The de Bathe baronetcy of Knightstown, Cashel and Ladyrath in the County of Meath was created on 7 July 1801 for James de Bathe. It became extinct upon the death of the 6th baronet, in 1941.

de Bathe baronets of Knightstown, County Meath (1801)

Sir James Michael de Bathe, 1st Baronet (died 22 February 1808)
Sir James Wynne de Bathe, 2nd Baronet (1792–1828); succeeded by his brother
Sir William Plunkett de Bathe, 3rd Baronet (1793–1870)

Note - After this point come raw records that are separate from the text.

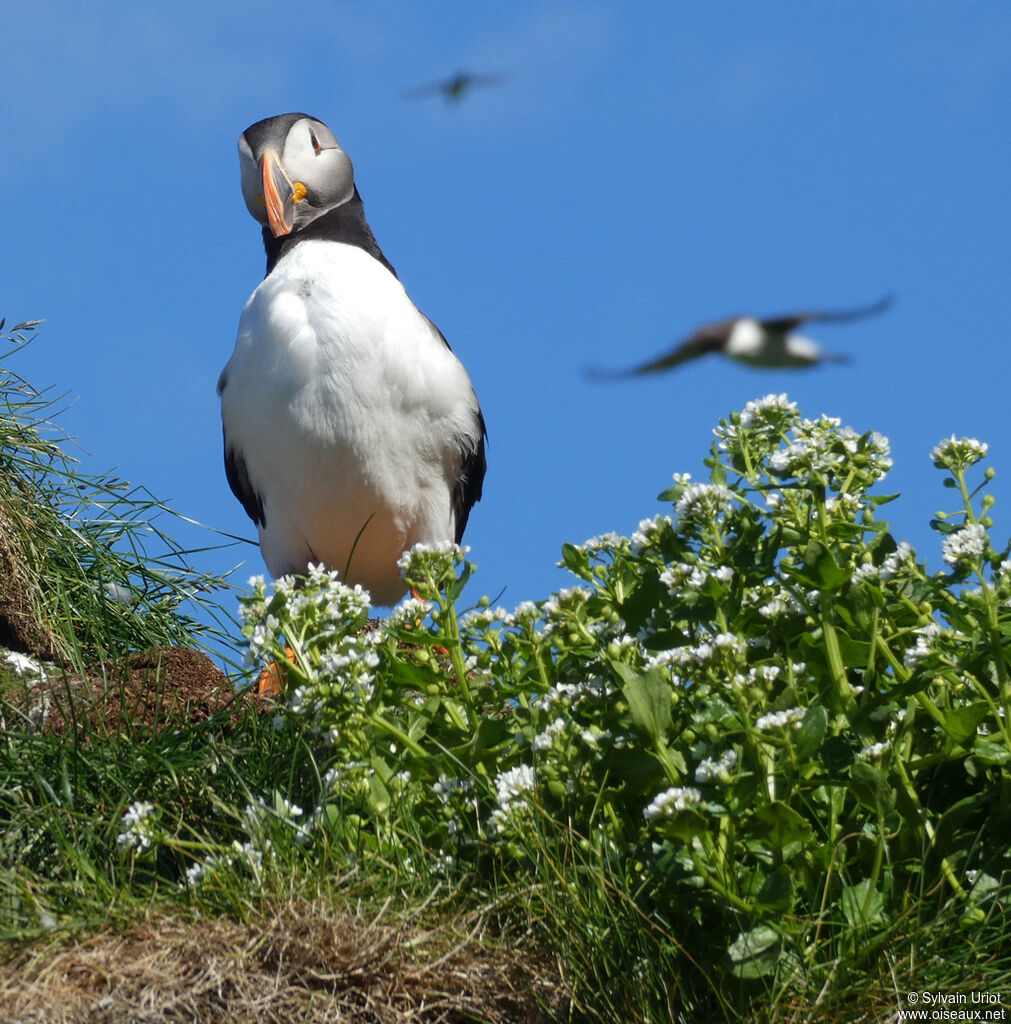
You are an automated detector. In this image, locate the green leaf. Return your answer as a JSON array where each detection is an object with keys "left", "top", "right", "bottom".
[
  {"left": 658, "top": 808, "right": 708, "bottom": 843},
  {"left": 840, "top": 879, "right": 885, "bottom": 929},
  {"left": 406, "top": 696, "right": 441, "bottom": 742},
  {"left": 756, "top": 865, "right": 794, "bottom": 911},
  {"left": 368, "top": 770, "right": 391, "bottom": 816},
  {"left": 941, "top": 702, "right": 990, "bottom": 745},
  {"left": 559, "top": 542, "right": 592, "bottom": 580},
  {"left": 753, "top": 801, "right": 813, "bottom": 851},
  {"left": 803, "top": 540, "right": 851, "bottom": 591},
  {"left": 792, "top": 705, "right": 828, "bottom": 759},
  {"left": 611, "top": 661, "right": 672, "bottom": 745},
  {"left": 849, "top": 761, "right": 895, "bottom": 816},
  {"left": 728, "top": 926, "right": 781, "bottom": 979},
  {"left": 969, "top": 741, "right": 1011, "bottom": 768}
]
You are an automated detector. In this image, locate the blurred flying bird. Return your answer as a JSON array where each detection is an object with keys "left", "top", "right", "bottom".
[
  {"left": 403, "top": 70, "right": 506, "bottom": 103},
  {"left": 586, "top": 295, "right": 893, "bottom": 379}
]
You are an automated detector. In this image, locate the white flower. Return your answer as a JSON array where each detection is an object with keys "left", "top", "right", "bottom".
[
  {"left": 117, "top": 801, "right": 158, "bottom": 853},
  {"left": 532, "top": 717, "right": 567, "bottom": 751},
  {"left": 712, "top": 632, "right": 746, "bottom": 656},
  {"left": 488, "top": 764, "right": 537, "bottom": 834},
  {"left": 859, "top": 740, "right": 891, "bottom": 759},
  {"left": 630, "top": 515, "right": 672, "bottom": 555},
  {"left": 542, "top": 586, "right": 592, "bottom": 618},
  {"left": 532, "top": 676, "right": 611, "bottom": 712},
  {"left": 930, "top": 436, "right": 988, "bottom": 468},
  {"left": 643, "top": 786, "right": 702, "bottom": 821},
  {"left": 184, "top": 862, "right": 206, "bottom": 888},
  {"left": 769, "top": 442, "right": 808, "bottom": 475},
  {"left": 275, "top": 796, "right": 303, "bottom": 819},
  {"left": 397, "top": 541, "right": 470, "bottom": 577},
  {"left": 674, "top": 483, "right": 735, "bottom": 520},
  {"left": 566, "top": 531, "right": 626, "bottom": 561},
  {"left": 494, "top": 764, "right": 536, "bottom": 807},
  {"left": 660, "top": 562, "right": 706, "bottom": 591},
  {"left": 694, "top": 748, "right": 738, "bottom": 783},
  {"left": 904, "top": 622, "right": 944, "bottom": 668},
  {"left": 755, "top": 707, "right": 805, "bottom": 732},
  {"left": 738, "top": 393, "right": 797, "bottom": 429},
  {"left": 941, "top": 523, "right": 987, "bottom": 565},
  {"left": 388, "top": 596, "right": 434, "bottom": 626},
  {"left": 507, "top": 601, "right": 539, "bottom": 627},
  {"left": 433, "top": 774, "right": 475, "bottom": 804},
  {"left": 458, "top": 605, "right": 509, "bottom": 631}
]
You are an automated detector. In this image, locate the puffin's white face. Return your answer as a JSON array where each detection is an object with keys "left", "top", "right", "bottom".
[{"left": 239, "top": 114, "right": 355, "bottom": 238}]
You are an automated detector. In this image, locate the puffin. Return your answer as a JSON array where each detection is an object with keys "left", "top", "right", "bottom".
[
  {"left": 586, "top": 295, "right": 892, "bottom": 379},
  {"left": 218, "top": 113, "right": 486, "bottom": 605},
  {"left": 403, "top": 70, "right": 505, "bottom": 104}
]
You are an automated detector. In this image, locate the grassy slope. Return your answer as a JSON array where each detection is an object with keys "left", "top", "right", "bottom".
[{"left": 2, "top": 322, "right": 1009, "bottom": 1023}]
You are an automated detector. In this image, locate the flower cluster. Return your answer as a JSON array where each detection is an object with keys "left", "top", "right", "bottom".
[
  {"left": 643, "top": 786, "right": 703, "bottom": 821},
  {"left": 397, "top": 541, "right": 470, "bottom": 596},
  {"left": 941, "top": 523, "right": 988, "bottom": 566},
  {"left": 488, "top": 764, "right": 537, "bottom": 835},
  {"left": 755, "top": 707, "right": 805, "bottom": 732},
  {"left": 930, "top": 435, "right": 988, "bottom": 470},
  {"left": 223, "top": 394, "right": 1007, "bottom": 999},
  {"left": 117, "top": 801, "right": 159, "bottom": 854},
  {"left": 694, "top": 747, "right": 738, "bottom": 783}
]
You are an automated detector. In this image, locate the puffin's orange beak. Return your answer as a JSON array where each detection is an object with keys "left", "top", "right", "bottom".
[{"left": 260, "top": 149, "right": 296, "bottom": 238}]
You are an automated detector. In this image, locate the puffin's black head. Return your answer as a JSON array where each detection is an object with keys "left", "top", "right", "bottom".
[{"left": 239, "top": 113, "right": 355, "bottom": 238}]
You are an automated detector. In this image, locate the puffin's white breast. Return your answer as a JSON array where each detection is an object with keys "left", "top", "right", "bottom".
[{"left": 220, "top": 240, "right": 480, "bottom": 603}]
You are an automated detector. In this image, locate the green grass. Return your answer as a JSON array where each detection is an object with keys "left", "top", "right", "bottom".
[
  {"left": 2, "top": 324, "right": 1009, "bottom": 1022},
  {"left": 0, "top": 318, "right": 239, "bottom": 670}
]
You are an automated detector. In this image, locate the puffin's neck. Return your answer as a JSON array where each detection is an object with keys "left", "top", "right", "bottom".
[{"left": 261, "top": 186, "right": 398, "bottom": 279}]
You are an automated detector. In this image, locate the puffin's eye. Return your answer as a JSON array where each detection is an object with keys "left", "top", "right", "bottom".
[{"left": 309, "top": 129, "right": 322, "bottom": 154}]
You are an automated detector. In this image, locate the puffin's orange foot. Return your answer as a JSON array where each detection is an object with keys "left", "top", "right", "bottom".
[{"left": 256, "top": 645, "right": 295, "bottom": 697}]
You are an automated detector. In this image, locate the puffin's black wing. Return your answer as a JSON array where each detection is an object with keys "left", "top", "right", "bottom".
[
  {"left": 453, "top": 409, "right": 487, "bottom": 544},
  {"left": 585, "top": 320, "right": 736, "bottom": 380},
  {"left": 760, "top": 294, "right": 894, "bottom": 334},
  {"left": 217, "top": 371, "right": 266, "bottom": 528},
  {"left": 421, "top": 314, "right": 487, "bottom": 543},
  {"left": 222, "top": 440, "right": 266, "bottom": 528}
]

General Sir (Gerald) Henry Percival de Bathe, 4th Baronet (1823–1907), a long-lived baronet who was present at Queen Victoria's Coronation and funeral in an official capacity. Over objection from her father William Clare, Charlotte Clare lived with de Bathe (1838-1928), for 13 years; they  had nine children—two after they married in 1870.
Sir Hugo de Bathe, below
Henry Percival de Bathe (1860-1909) married 1885 Grace Fanny Denslow Hooper (1867-1957)
Lieutenant-Colonel Maximilian John de Bathe (1869-1927) married 1907 Ada Mary Paget
Mary de Bathe (died 1890, in childbirth), who married Mervyn Henry Archdale, a relative of the Archdale baronets, and had issue; one son and four daughters (the son and a daughter being twins). Their daughter Cicely Archdale (1886 – 11 January 1973) married the 2nd Marquess of Zetland (1876–1971) in 1907, and had one son and two daughters. Another daughter Mary Alice Archdale (died 1962) (a twin with a brother Timothy) married the Third Baron Grimthorpe (1891–1963).
 Phyllis de Bathe, who married 1887 the First Lord Somerleyton (1857–1935); their descendants including the present Third Lord Somerleyton (born 1928), and the heir of Lord Montagu of Beaulieu (whose maternal grandfather was Hon. John de Bathe Crossley).
Olive de Bathe (died 20 December 1939), who on 2 January 1884 married Harry Lawson Webster Levy-Lawson, First and last Viscount Burnham (18 December 1862 – 20 July 1933), elevated to a Viscountcy 1919. She had one daughter.
Patrick Wynne de Bathe (29 April 1876 – 22 April 1939); father of the 6th and last Baronet. He married Violet Lindsay Wood in 1904 (div 1920), daughter of Arthur Nicholas Lindsay Wood, with whom he had one son. Having broken a bigamous wartime engagement to Muriel Perry (breaking her finger in the process of snatching the ring from her hand on the platform of Victoria Station) on his discovery of her illegitimate children (including Sally Grosvenor, Duchess of Westminster) by Roger Ackerley, father also of the writer J. R. Ackerley, he secondly married on 26 July 1921 to Marjorie O'Brien, by whom he had one daughter.
 Sir Christopher Albert de Bathe, 6th Baronet (1905–1941), who succeeded his uncle as Baronet in 1940.
 Bridget de Bathe (b 22 May 1922) who married 1942 Captain Timothy John Gurney, and has issue, including Lucinda Marjorie Gurney, now wife of the 6th Baron Hothfield.
 Winifred de Bathe, called "Mouse" de Bathe by her descendant the Marquess of Bath; she married firstly (div?) Robert Fanning, or William Atmar Fanning, by whom 1 daughter Barbara Fanning, who married five times. Her first husband was the 4th Baron Vivian, whom she married 1903 and divorced 1907 after eloping with another man. Their issue were the 5th Baron Vivian and the novelist Daphne Fielding (1904–1997), who married firstly the 6th Marquess of Bath, and had issue 4 sons including the present Marquess, and 1 daughter, Caroline, late Duchess of Beaufort. She married secondly 5 July 1897 Harry Leslie Blundell McCalmont, (10 May 1861 – 8 December 1902) MP for East Cambridge 1895 to 1902 and a very wealthy man, by whom no issue.
Sir Hugo Gerald de Bathe, 5th Baronet (10 August 1871 – 1940); his first marriage in 1899 was to Lillie Langtry (1853–1929) as her second husband. They were married until her death in 1929. He secondly married on 12 May 1931 at Ajaccio, Corsica was to Deborah Warschowsky, daughter of Samuel Warschowsky, the former wife of Paul Henius. His nephew succeeded due to no issue:
Sir Christopher Albert de Bathe, 6th Baronet (1905–1941), a Pilot Officer, RAFVR; he married 1932 Edna Winifred Terrell; 1 daughter—Charlotte Louise de Bathe (born 1934), since 1967 Mrs Arthur Cyril Bryan.